To summarize the epidemiology of EOM and ENP in Japanese asthmatics:

1.EOM is closely related to adult-onset asthma, ENP, and AIA.

2.EOM appears in almost all patients with both ENP and asthma, mainly at middle age.

3.EOM frequently develops in severe ENP with asthma, particularly in AIA with severe ENP.

4.AIA patients firstly manifest only ENP symptoms; a few years later, asthma symptoms appear, and lastly, EOM symptoms appear.

5.Over the last twelve years, the frequency of EOM has markedly increased in Japan. The reason for this increase is perhaps asthma stabilization by new-type ICS treatment.

Difference between chronic rhinosinusitis (CRS) with and without ENP

Inflammatory mechanisms of ENP1,2

Nasal polyps are edematous semi-translucent masses in the nasal and paranasal cavities, mostly originating from the mucosal linings of the sinuses and prolapsing into the nasal cavities.
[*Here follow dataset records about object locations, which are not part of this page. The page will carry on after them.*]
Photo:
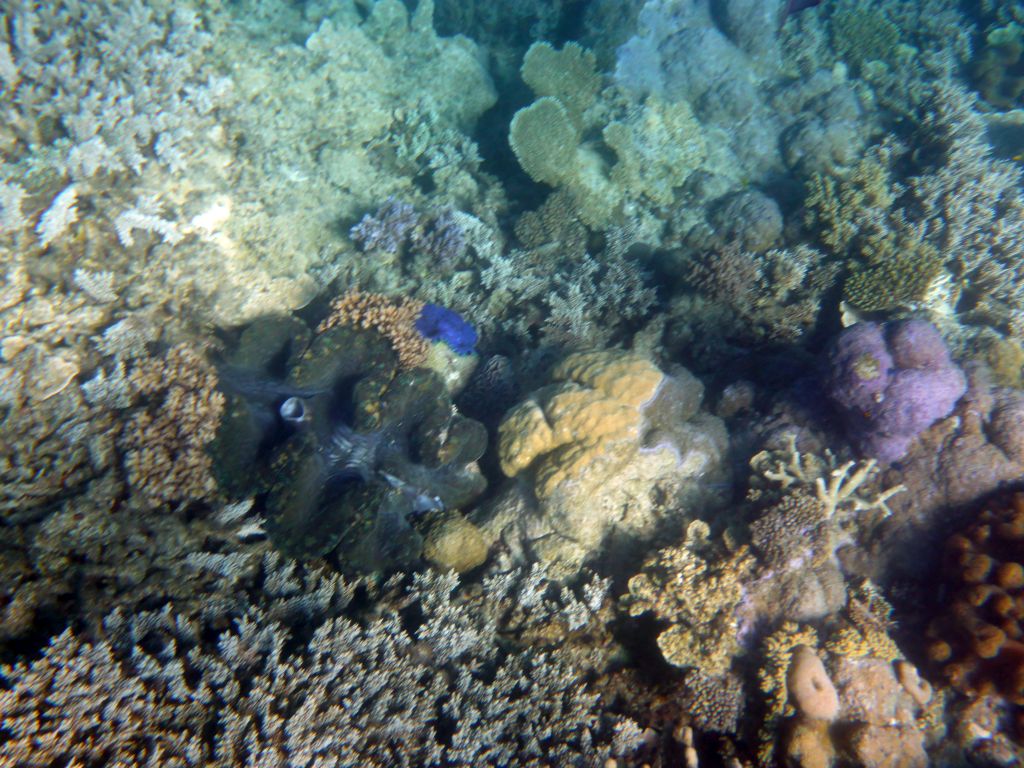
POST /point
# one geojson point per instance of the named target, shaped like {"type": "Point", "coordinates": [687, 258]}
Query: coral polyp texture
{"type": "Point", "coordinates": [594, 444]}
{"type": "Point", "coordinates": [891, 382]}
{"type": "Point", "coordinates": [978, 642]}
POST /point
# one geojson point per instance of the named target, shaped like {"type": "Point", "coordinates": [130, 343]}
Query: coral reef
{"type": "Point", "coordinates": [697, 597]}
{"type": "Point", "coordinates": [890, 383]}
{"type": "Point", "coordinates": [656, 145]}
{"type": "Point", "coordinates": [353, 451]}
{"type": "Point", "coordinates": [997, 67]}
{"type": "Point", "coordinates": [595, 450]}
{"type": "Point", "coordinates": [178, 415]}
{"type": "Point", "coordinates": [394, 318]}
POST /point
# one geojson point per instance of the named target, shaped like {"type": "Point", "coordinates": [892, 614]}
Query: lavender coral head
{"type": "Point", "coordinates": [891, 382]}
{"type": "Point", "coordinates": [438, 324]}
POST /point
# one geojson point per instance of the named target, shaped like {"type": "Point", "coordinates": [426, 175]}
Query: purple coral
{"type": "Point", "coordinates": [891, 382]}
{"type": "Point", "coordinates": [443, 241]}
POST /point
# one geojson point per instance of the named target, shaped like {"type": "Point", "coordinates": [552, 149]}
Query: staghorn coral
{"type": "Point", "coordinates": [569, 76]}
{"type": "Point", "coordinates": [771, 296]}
{"type": "Point", "coordinates": [165, 440]}
{"type": "Point", "coordinates": [394, 318]}
{"type": "Point", "coordinates": [978, 641]}
{"type": "Point", "coordinates": [174, 688]}
{"type": "Point", "coordinates": [698, 597]}
{"type": "Point", "coordinates": [594, 451]}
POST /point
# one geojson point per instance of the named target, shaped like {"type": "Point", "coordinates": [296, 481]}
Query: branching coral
{"type": "Point", "coordinates": [657, 144]}
{"type": "Point", "coordinates": [979, 640]}
{"type": "Point", "coordinates": [394, 318]}
{"type": "Point", "coordinates": [188, 690]}
{"type": "Point", "coordinates": [834, 485]}
{"type": "Point", "coordinates": [165, 441]}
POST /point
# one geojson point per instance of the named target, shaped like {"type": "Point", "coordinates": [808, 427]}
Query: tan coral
{"type": "Point", "coordinates": [698, 597]}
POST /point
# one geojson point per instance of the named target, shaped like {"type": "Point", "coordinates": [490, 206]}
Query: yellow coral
{"type": "Point", "coordinates": [777, 651]}
{"type": "Point", "coordinates": [588, 424]}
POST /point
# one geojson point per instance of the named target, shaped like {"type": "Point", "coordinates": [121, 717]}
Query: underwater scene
{"type": "Point", "coordinates": [613, 383]}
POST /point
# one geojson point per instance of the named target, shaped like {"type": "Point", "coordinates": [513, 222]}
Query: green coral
{"type": "Point", "coordinates": [568, 75]}
{"type": "Point", "coordinates": [560, 140]}
{"type": "Point", "coordinates": [403, 457]}
{"type": "Point", "coordinates": [997, 68]}
{"type": "Point", "coordinates": [840, 208]}
{"type": "Point", "coordinates": [545, 142]}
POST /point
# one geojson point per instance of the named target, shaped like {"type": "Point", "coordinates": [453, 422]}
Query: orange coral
{"type": "Point", "coordinates": [394, 318]}
{"type": "Point", "coordinates": [978, 641]}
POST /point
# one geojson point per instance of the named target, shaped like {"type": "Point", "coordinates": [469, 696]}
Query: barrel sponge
{"type": "Point", "coordinates": [572, 426]}
{"type": "Point", "coordinates": [978, 639]}
{"type": "Point", "coordinates": [545, 141]}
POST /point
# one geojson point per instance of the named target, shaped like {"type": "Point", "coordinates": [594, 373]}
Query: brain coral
{"type": "Point", "coordinates": [595, 446]}
{"type": "Point", "coordinates": [891, 382]}
{"type": "Point", "coordinates": [979, 640]}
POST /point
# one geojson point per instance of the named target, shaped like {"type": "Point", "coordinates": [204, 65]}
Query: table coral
{"type": "Point", "coordinates": [979, 640]}
{"type": "Point", "coordinates": [698, 598]}
{"type": "Point", "coordinates": [596, 448]}
{"type": "Point", "coordinates": [377, 457]}
{"type": "Point", "coordinates": [656, 144]}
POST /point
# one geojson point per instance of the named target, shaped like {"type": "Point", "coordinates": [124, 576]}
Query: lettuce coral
{"type": "Point", "coordinates": [593, 451]}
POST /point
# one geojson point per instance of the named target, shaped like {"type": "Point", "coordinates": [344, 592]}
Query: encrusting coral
{"type": "Point", "coordinates": [165, 441]}
{"type": "Point", "coordinates": [978, 642]}
{"type": "Point", "coordinates": [394, 318]}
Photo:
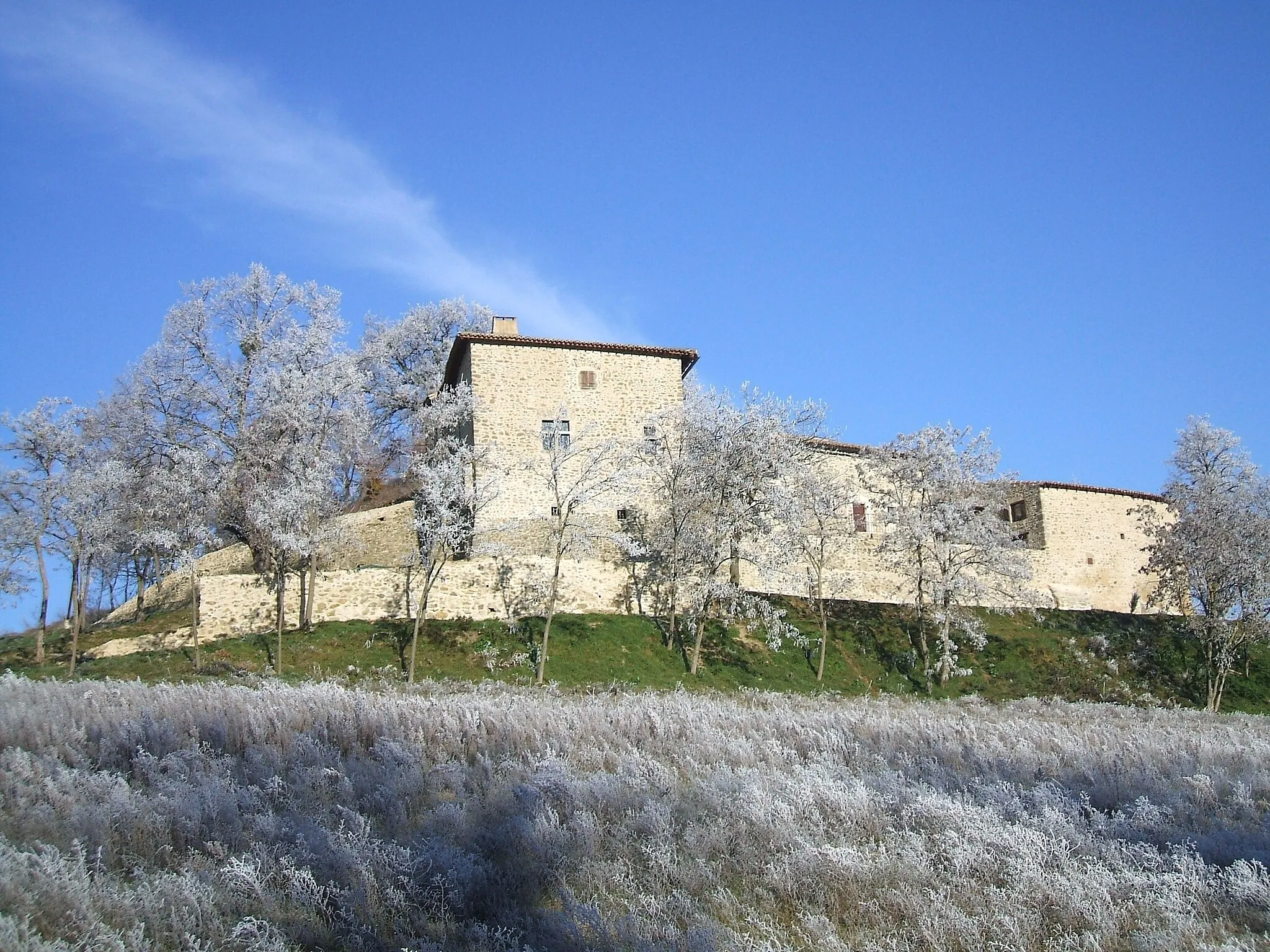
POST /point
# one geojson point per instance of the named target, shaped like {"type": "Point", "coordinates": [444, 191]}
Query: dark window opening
{"type": "Point", "coordinates": [556, 432]}
{"type": "Point", "coordinates": [651, 443]}
{"type": "Point", "coordinates": [860, 516]}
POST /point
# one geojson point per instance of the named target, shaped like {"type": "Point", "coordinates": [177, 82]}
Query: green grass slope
{"type": "Point", "coordinates": [1075, 655]}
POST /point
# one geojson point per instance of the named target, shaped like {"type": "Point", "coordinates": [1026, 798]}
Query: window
{"type": "Point", "coordinates": [556, 432]}
{"type": "Point", "coordinates": [860, 516]}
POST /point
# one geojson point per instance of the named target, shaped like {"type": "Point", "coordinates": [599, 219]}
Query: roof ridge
{"type": "Point", "coordinates": [687, 357]}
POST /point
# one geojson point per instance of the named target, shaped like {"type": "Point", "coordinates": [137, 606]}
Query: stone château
{"type": "Point", "coordinates": [1085, 544]}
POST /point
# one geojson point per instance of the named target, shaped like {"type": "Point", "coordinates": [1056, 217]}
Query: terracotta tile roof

The results of immunohisto-chemical analysis in previous studies demonstrate that activated eosinophils and B cells increase in number in polyp-tissue samples from patients with CRS with ENP. Activated eosinophils, B cells, and plasma cells increase in number in polyp tissue in ENP, particularly in ENP with AIA. Increased levels of cytokines and chemokines, such as IL-5 and eotaxin, were also confirmed in ENP tissue. B cell-activating factor (BAFF) level also increases in ENP tissue. On the other hand, IL-1beta and IL-10 levels decrease in ENP tissue. Polyclonal production of local immunoglobulins, not only IgE but also IgG and IgA, increases in ENP, particularly in ENP with AIA. Iino et al. reported that EOM fluid show also increased IgE and ECP concentration.9

From these findings, we may ask, which factor plays the central role in these imbalances in ENP and EOM tissue? We hypothesized that these imbalances may be due to a decreased cyclo-oxygenase (COX) activity, particularly COX-2 activity.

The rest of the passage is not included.